English children's writer Alison Uttley in her story "The Country Child" (1931) of family life on an English farm from the perspective of a 9-year-old farmer's daughter Susan describes cowslips among the favourite flowers of her heroine and mentions her participation in preparing them for making cowslip wine, a locally important process. After its initial preparation, cowslip wine "would change to sparkling yellow wine" offered in "little fluted glasses" with a biscuit to important "morning visitors" of the farm: such as the curate coming for subscriptions, the local squire (landowner) and an occasional dealer (of their produce). This wine "was more precious than elderberry wine, which was the drink for cold weather, for snow and sleet".
 In the midland and southern counties of England, a sweet and pleasant wine resembling the muscadel is made from the cowslip flower, and it is one of the most wholesome and pleasant of home-made wines, and slightly narcotic in its effects.

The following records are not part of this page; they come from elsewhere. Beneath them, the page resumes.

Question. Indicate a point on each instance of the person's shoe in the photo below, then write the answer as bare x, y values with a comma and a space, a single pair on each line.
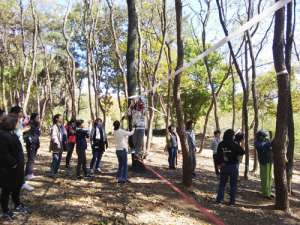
126, 182
68, 167
52, 176
238, 196
27, 187
87, 176
9, 216
21, 209
30, 177
98, 170
130, 151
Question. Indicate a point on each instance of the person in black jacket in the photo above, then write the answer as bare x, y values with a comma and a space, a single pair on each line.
11, 168
32, 144
228, 160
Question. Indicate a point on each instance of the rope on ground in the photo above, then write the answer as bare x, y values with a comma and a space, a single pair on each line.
213, 218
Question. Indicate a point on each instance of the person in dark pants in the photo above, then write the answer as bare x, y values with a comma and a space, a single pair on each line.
11, 168
172, 146
32, 144
71, 130
121, 144
98, 140
214, 146
228, 160
81, 146
58, 143
190, 135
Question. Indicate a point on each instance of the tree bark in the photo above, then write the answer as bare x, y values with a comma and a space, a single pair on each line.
187, 160
245, 116
73, 69
278, 144
290, 124
3, 86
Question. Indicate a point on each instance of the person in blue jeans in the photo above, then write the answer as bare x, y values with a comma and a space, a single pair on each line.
121, 144
228, 160
172, 146
98, 143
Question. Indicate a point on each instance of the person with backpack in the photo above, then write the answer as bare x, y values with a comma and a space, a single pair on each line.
18, 111
214, 146
263, 147
228, 160
172, 146
71, 130
98, 140
58, 144
81, 147
11, 168
138, 113
32, 144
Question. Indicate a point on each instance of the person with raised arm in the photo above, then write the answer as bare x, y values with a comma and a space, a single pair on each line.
121, 144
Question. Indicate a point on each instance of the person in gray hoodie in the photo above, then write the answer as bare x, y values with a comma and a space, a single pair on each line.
138, 113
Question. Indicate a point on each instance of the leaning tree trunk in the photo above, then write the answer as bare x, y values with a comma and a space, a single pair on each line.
291, 131
187, 160
136, 165
3, 85
33, 57
283, 82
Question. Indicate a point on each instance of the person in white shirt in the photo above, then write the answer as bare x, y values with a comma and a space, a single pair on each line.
121, 144
214, 146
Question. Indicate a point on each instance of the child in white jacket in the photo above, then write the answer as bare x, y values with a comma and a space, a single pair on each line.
121, 144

In times when English wines were more used, every housewife in Warwickshire could produce her clear cowslip wine…the cowslip is still sold in many markets for this purpose, and little cottage girls still ramble the meadows during April and May in search of it…country people use it as a salad or boil it for the table.

Anne Pratt

==Myth and folklore==
This herb was already mentioned by Pliny the Elder for its early blooming attributes. Species from the genus Primula along with other ritual plants played a significant role in the pharmacy and mythology of the Celtic druids, likely as an ingredient of magical potions to increase the absorption of other herbal constituents. In the Middle-Ages it was also known as St. Peter's herb or Petrella and was sought after by Florentine apothecaries. Hildegard von Bingen recommended the medicinal parts only for topical use but the leaves were also consumed as food. Other common names at the time were 'Herba paralysis', 'Verbascum', primrose, or mullein leaves. It was frequently misidentified as or confused with similar species from the genus Primula.